The Changeling fait quelque chose de nouveau et de différent: il ressemble vraiment à un livre qui a juste un bouton d’arrêt et LaKeith Stanfield dedans – ce qui est bien. Il regorge de thèmes, de mystères et de dialogues étranges typiques des livres. Le personnage de Stanfield, Apollo, ne cesse de crier : “Je suis le dieu Apollon !” et ils ont vraiment eu de la chance d’avoir un acteur avec son charisme décalé pour ce rôle, car cette réplique est absolument ridicule à prononcer une fois, encore moins plusieurs fois.
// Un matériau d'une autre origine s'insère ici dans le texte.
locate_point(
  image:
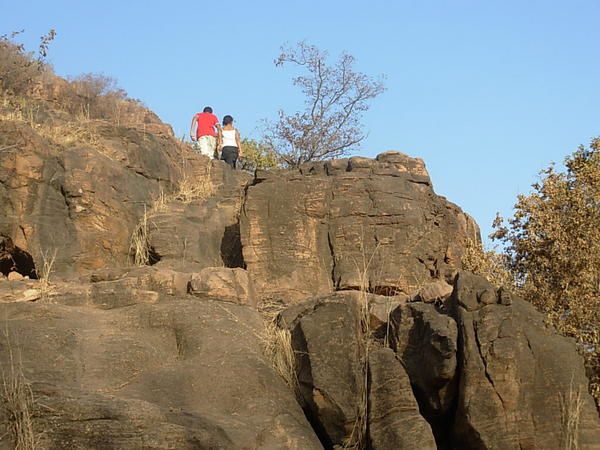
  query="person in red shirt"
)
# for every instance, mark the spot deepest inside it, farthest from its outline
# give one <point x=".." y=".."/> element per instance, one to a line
<point x="205" y="137"/>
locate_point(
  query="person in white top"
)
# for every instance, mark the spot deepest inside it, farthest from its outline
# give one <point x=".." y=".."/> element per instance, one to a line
<point x="229" y="142"/>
La série bascule constamment dans les années 70, lorsque la mère et le père d’Apollo se rencontrent puis se séparent mystérieusement. On y trouve de nombreuses séquences de rêves confuses. Nous voyons Apollo rencontrer et tomber amoureux de sa femme, Emma (interprétée par Clark Backo : en tant que couple, ils sont incroyables ensemble, comme de vrais partenaires dans la vie réelle). Puis leur vie post-partum et leurs histoires personnelles se rencontrent d’une manière inquiétante. La caméra est délibérément floue et mal cadrée dans de nombreux plans, ajoutant une texture onirique (ou… cauchemardesque ?) à l’ensemble. Et puis, bon. Dire que “quelqu’un a échangé la bonne série télévisée avec une créature qui ressemble à une série télévisée” serait un peu évident, n’est-ce pas ?

Les problèmes de “The Changeling”

Plus que toute autre série que j’ai vue cette année, The Changeling souffre du “syndrome des choses qui se passent”, où les événements s’enchaînent sans fin. Il y a : une malédiction, puis peut-être une autre, même s’il est difficile de le dire ; pour une raison quelconque, la Norvège est très importante dans tout cela ; la vapeur, la fumée, les chaînes et la sorcellerie semblent essentiels à ce qui se passe ; il y a beaucoup de scènes ennuyeuses où la mère d’Apollo a un emploi ; des personnages ont des flashbacks et des amis avec des plaisanteries complices apparaissent de nulle part pour disparaître tout aussi rapidement ; les livres sont importants, mais il est tout aussi important de regarder son téléphone. Il y a des moments d’horreur très vrais, mais aussi beaucoup de moments d’atermoiement et encore plus de moments où les personnages agissent étrangement et font des choses contre nature, puis tout le monde autour d’eux hausse juste les épaules et dit “OK, cool, je suppose”.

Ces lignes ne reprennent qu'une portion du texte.